Angela Rayner, the deputy prime minister, has been accused of avoiding £40,000 in stamp duty on her new flat by the sea after she told authorities it was her primary residence.
Rayner, who is also the secretary of state for housing, communities and local government, was said to have removed her name from the official deed to her house in Greater Manchester weeks before buying an £800,000 flat in Hove, East Sussex.
According to The Telegraph, Rayner would have had to pay £70,000 in stamp duty on a second property, so the change saved her £40,000. She is thought to have paid only £30,000.
• Angela Rayner: ‘Whatever I achieve, people still say I’m thick’
She also told Tameside council in Greater Manchester that the house in her constituency was still her main home, before telling Brighton and Hove council that her new flat was her second home, which would change her status for council tax.
Rayner has not broken any law in declaring her new flat to be her primary residence, but questions have been raised over whether she did so to pay less stamp duty and council tax.

Rayner’s new flat in Hove, East Sussex, is said to have cost £800,000
ALAMY
Sources close to Rayner told The Telegraph that her home in Ashton-under-Lyne, Greater Manchester, was in fact her “primary residence”. The designation would mean she could avoid paying council tax on her second home, a grace-and-favour apartment in Admiralty House, central London.
• Angela Rayner’s allies defend ‘hypocritical’ purchase of second home
The deputy prime minister faces further questions over which of her three homes is her primary residence.

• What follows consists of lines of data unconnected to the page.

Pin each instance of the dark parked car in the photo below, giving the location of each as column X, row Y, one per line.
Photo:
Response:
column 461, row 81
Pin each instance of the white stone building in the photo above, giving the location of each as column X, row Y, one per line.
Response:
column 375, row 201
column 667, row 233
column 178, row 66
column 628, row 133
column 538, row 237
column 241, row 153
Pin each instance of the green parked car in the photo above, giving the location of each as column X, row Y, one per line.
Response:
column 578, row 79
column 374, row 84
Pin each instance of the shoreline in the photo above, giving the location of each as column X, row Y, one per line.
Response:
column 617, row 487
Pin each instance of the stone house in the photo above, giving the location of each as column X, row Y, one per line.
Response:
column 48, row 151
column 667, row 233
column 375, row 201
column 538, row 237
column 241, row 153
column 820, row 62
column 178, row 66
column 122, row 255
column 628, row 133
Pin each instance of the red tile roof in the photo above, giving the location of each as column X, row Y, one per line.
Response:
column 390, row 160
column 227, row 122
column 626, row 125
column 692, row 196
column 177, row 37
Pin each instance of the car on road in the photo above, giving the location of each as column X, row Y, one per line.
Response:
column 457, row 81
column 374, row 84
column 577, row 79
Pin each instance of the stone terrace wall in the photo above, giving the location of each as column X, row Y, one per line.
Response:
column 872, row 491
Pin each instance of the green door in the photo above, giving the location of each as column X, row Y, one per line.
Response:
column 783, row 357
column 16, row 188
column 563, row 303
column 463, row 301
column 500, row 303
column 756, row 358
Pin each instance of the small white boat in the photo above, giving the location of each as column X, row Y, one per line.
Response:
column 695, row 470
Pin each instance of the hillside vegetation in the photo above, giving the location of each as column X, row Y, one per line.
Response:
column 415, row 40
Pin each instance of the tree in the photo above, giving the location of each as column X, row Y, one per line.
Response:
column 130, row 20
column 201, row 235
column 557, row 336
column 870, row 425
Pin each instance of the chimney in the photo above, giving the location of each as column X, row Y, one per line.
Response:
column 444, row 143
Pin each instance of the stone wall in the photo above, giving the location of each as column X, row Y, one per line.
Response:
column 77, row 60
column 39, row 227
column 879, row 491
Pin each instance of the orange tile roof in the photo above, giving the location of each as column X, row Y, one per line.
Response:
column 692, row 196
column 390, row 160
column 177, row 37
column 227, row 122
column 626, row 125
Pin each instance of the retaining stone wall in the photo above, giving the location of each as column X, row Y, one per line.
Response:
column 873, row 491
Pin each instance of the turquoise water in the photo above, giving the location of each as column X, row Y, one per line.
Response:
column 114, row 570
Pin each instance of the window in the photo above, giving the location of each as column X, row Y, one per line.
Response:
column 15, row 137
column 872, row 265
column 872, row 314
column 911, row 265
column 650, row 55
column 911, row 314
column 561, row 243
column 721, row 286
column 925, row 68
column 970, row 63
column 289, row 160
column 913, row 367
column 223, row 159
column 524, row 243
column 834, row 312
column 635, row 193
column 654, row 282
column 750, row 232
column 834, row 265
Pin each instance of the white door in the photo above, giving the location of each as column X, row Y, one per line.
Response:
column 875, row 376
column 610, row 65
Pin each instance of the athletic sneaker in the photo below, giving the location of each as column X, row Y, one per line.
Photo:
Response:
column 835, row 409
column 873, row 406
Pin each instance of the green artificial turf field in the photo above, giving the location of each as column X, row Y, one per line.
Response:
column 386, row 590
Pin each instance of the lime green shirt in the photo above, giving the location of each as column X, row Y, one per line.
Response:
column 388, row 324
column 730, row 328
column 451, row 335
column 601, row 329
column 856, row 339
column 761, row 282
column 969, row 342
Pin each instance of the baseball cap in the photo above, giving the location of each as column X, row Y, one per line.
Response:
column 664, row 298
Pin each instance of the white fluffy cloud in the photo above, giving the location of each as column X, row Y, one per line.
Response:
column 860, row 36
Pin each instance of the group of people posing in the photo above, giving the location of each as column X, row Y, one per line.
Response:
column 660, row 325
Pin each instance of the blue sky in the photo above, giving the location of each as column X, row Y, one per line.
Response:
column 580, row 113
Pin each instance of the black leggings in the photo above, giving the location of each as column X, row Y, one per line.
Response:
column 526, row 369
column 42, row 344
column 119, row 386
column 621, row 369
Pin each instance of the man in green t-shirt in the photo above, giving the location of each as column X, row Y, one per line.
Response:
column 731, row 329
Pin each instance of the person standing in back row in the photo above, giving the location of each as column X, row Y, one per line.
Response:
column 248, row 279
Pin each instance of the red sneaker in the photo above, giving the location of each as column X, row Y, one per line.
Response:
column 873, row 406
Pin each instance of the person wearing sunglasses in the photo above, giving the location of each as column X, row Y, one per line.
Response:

Tory politicians accused her of breaking electoral law to avoid paying council tax on the Admiralty House apartment. On Thursday night, the Conservatives initiated a legal process to remove Rayner from the electoral roll in Ashton-under-Lyne, claiming she did not “meet the legal tests for living there”.
If removed from the register in her constituency, she could be personally liable for the council tax bill on her grace-and-favour home.
The Tories claim that the electoral registrations are unlawful based on election law and case law. While MPs and students are allowed to have two residences, the party says there is no precedent for someone to have three if they do not live at the third.
Rayner’s spokesman denied any wrongdoing and refused to say how much stamp duty she had paid on the Hove flat.
The spokesman said on Thursday: “The deputy prime minister paid the correct duty owed on the purchase, entirely properly and in line with all relevant requirements. Any suggestion otherwise is entirely without basis.”